These may be trying days for the Pentagon but let it never be said that it is incapable of counter-attacking its critics, especially if one of them happens to be an obscure sailor, the editor of an off - base newsletter. His name is Roger Priest, a Texan, whose life insurance policy has as its beneficiary the War Resisters League. He is also the editor of “OM The Liberation Newsletter”, a sometimes amateurish, occasionally acute but increasingly crude and harsh commentary on the men and strategies that brought us into Vietnam. On June 20th the Navy filed charges against Priest and unless he is offered a “deal”, that is an undersirable [sic] discharge or the like, he will have the dubious distrinction [sic] of becoming the first underground press service editor to be prosecuted for what he wrote.

His “crimes” include alleged solicitation of fellow servicemen to desert and refusal to print a desclaimer [sic] that “OM” was not an official publication. More significantly; Priest is charged with “disrespect for General Earle Wheeler, Melvin Laird, and the inveterate hawk and non-veteran, Mendel Rivers. His characterizations of them are sophomoric; he is far better when he dredges up juicy, better - to - be - forgotten quotations such as this one supposedly uttered by a famous American general: “I bet that the Russian is jealous as hell. Our troops are getting all this experience...... Any true professional wants to march to the sound of gunfire.” Now that's satire.

In its past several issues “OM” has become even more insolent. To more traditional observers Priest's ad hominem [sic] arguments are usually the weakest, a fact that he seems to recognize but which he nonetheless waves away. He recently apologized for using obscenities such as “army, brass, lifer, war, kill, gun, Vietnam, stockade or brig, duty and capitalism,” terms he says he has to use so as to describe the obscene situation he finds himself in.
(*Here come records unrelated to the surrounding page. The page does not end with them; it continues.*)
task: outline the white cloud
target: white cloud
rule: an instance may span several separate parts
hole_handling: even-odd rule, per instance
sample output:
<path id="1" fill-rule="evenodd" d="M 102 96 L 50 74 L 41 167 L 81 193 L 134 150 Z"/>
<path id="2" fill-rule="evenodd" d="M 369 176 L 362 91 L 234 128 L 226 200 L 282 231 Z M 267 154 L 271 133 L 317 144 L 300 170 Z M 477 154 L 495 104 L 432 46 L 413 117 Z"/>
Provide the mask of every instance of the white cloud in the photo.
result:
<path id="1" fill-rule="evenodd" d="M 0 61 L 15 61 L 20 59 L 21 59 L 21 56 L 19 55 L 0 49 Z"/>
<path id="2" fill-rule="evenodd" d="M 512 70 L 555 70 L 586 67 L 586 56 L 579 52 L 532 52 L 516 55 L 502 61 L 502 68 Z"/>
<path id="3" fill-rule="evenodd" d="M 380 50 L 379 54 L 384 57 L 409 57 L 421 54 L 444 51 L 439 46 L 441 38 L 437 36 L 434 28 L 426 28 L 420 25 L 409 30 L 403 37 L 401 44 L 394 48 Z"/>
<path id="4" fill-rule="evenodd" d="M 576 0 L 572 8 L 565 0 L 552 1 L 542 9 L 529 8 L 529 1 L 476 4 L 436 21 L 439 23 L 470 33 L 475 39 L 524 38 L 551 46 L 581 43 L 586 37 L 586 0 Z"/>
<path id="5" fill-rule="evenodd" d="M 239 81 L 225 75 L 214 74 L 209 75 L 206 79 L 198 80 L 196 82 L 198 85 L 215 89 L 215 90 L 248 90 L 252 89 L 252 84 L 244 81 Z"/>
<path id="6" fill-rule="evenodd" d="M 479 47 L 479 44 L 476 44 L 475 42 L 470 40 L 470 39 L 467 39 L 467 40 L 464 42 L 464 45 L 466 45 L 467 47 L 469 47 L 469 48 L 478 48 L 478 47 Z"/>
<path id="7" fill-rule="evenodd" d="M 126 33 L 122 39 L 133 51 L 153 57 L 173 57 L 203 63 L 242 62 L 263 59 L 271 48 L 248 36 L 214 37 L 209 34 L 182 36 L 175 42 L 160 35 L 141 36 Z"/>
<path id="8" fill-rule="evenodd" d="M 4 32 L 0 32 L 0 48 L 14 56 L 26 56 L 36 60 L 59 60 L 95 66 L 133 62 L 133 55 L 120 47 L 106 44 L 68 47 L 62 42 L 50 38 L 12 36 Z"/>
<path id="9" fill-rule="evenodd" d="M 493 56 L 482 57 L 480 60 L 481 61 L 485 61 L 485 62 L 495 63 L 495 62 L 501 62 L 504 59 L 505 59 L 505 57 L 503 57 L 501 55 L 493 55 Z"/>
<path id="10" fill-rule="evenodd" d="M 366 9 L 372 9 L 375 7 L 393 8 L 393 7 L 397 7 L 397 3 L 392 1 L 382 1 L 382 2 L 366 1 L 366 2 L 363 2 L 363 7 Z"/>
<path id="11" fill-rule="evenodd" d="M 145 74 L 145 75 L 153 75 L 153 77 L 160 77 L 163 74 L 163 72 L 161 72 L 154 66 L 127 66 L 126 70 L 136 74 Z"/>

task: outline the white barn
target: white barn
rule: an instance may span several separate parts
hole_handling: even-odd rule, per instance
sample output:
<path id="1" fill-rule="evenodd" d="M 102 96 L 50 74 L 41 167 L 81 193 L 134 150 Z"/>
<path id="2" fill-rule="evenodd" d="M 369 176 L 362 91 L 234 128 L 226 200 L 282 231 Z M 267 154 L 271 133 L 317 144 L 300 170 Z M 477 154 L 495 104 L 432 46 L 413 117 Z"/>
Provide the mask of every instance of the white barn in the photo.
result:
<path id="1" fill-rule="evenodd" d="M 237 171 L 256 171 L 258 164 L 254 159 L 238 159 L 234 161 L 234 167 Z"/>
Nothing in his past suggests the rebel. His father clerks in a Houston post office and it was only the interminable drift of the war that led him to the edge of resentment. “I was anti-Vietnam before the sevice [sic],” he told a Washington Post reporter not long ago, “but when I was reclassified in my senior year at the University of Houston I said to my Dad, ‘What do you think of my cutting out for Canada?’ My Dad answered, "I'd put that in the same category as being a queer’.” Still, he did move for a time to Luxemburg [sic], but soon returned home and joined the Navy.

“When discipline goes, men die needlessly,” was said recently by General Lewis Walt. But whose discipline and whose war? Roger Priest is stationed in Washington, D.C. behind a desk. It may be understandable for old-timers to equate minor-league criticism with battlefield insubordination but their response is too often chaotic escalation. Priest is expected to be charged under Article 134 of the Uniform Code of Military Justice (or the Uniform Code of Marsupial Justice to one GI “because the entire system is a kangaroo court”), the latitude of which is indicated by its claim as violations “.....all disorders and neglects to the prejudice of good order and discipline in the armed forces, all conduct of a nature to bring discredit upon the armed forces, shall be punished as a courtmartial shall direct”. Hardly raw mateial [sic] for the Bill of Rights.

With all his severe expletives and angry epithets Roger Priest is only a mirror of our times. What shall we do with all those bitter young men whose lives and fortunes are at stake and who see in this miseralbe [sic] war not one single idea which they can grasp and be ready to die for? Shall we continue to drag them into the service? Shanghai them into infantry platoons in the Ashau Valley? Put them into prison? Drive them into exile? Has any American government ever treated its young so shamelessly?